Prove that the function $f(x_1 , x_2) = x_1 x_2$ is quasi-concave on $S = \mathbb{R}_{++}^2$
I started with the definition of quasi-concavity:
$$ f( \lambda x + (1-\lambda) y) \geq \min \left( f(x), f(y) \right) $$
Case 1:
$$(λ * x_1 + (1-λ) * y_1) * (λ * x_2 + (1-λ) * y_2) ≥ x_1 * x_2$$
Case 2:
$$(λ * x_1 + (1-λ) * y_1) * (λ * x_2 + (1-λ) * y_2) ≥ y_1 * y_2$$
But calculating it for the first case I get:
$$x_1 * x_2 * (λ^2-1) + (1-λ) * λ * y_1 * x_2 + (1-λ) * λ * x_1 * y_2 + (1-λ)^2 * y_1 * y_2 ≥ 0$$
And I think now I have to proof that for all positive $x_1,x_2,y_1,y_2$ the equation is satisfied. But is that even possible?
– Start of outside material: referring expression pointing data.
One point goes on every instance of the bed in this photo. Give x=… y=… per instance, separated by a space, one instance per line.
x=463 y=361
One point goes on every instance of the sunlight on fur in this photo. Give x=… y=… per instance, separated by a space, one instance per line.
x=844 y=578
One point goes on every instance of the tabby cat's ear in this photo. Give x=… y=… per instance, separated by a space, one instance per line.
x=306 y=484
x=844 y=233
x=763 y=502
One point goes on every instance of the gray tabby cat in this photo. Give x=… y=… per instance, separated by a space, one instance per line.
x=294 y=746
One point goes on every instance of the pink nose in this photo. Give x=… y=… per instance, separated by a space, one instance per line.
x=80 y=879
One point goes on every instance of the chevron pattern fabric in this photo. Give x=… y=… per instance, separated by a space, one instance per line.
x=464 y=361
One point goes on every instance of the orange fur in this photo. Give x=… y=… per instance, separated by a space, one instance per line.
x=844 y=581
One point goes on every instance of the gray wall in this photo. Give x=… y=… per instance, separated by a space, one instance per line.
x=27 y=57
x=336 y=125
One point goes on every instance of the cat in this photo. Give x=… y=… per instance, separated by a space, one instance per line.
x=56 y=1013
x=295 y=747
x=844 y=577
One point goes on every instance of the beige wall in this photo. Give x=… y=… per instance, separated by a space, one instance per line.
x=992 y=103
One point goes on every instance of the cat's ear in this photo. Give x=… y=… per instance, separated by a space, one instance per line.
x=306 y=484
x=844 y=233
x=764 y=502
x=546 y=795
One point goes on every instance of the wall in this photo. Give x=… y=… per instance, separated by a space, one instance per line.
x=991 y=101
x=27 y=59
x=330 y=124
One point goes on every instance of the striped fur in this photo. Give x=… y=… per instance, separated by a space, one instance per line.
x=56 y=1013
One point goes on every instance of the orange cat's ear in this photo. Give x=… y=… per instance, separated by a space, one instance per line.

I think it depends on how one chooses λ.
Best Answer
Let $(x_1, x_2) \in S$ and $(y_1, y_2) \in S$ and $$ c = \min \{ f(x_1, x_2), f(y_1, y_2) \} = \min \{ x_1 x_2, y_1 y_2 \} \, . $$
For $0 \le \lambda \le 1$ is $$ f(\lambda x_1 + (1-\lambda) y_1, \lambda x_2 + (1-\lambda) y_2) = (\lambda x_1 + (1-\lambda) y_1)(\lambda x_2 + (1-\lambda) y_2) \\ = \lambda^2 x_1 x_2 + \lambda (1-\lambda)(x_1 y_2 + x_2 y_1) + (1-\lambda)^2 y_1 y_2 \, . $$ Now $x_1 x_2 \ge c$, $y_1 y_2 \ge c$, and using the inequality between arithmetic and geometric mean, $$ x_1 y_2 + x_2 y_1 \ge 2 \sqrt{x_1 y_2 x_2 y_1} \ge 2c \, . $$ It follows that $$ f(\lambda x_1 + (1-\lambda) y_1, \lambda x_2 + (1-\lambda) y_2) \ge c \bigl( \lambda^2 + 2\lambda(1-\lambda) + (1-\lambda)^2\bigr) = c $$ and that concludes the proof.
Alternatively one can argue that for each $c > 0$ the sublevel set $$ \{ (x_1, x_2) \in S \mid x_1x_2 \ge c \} = \{ (x,y) \mid x > 0, y \ge \frac c x\} $$ is convex as the epigraph of the convex function $x \mapsto c/x$ with the domain $(0, \infty)$.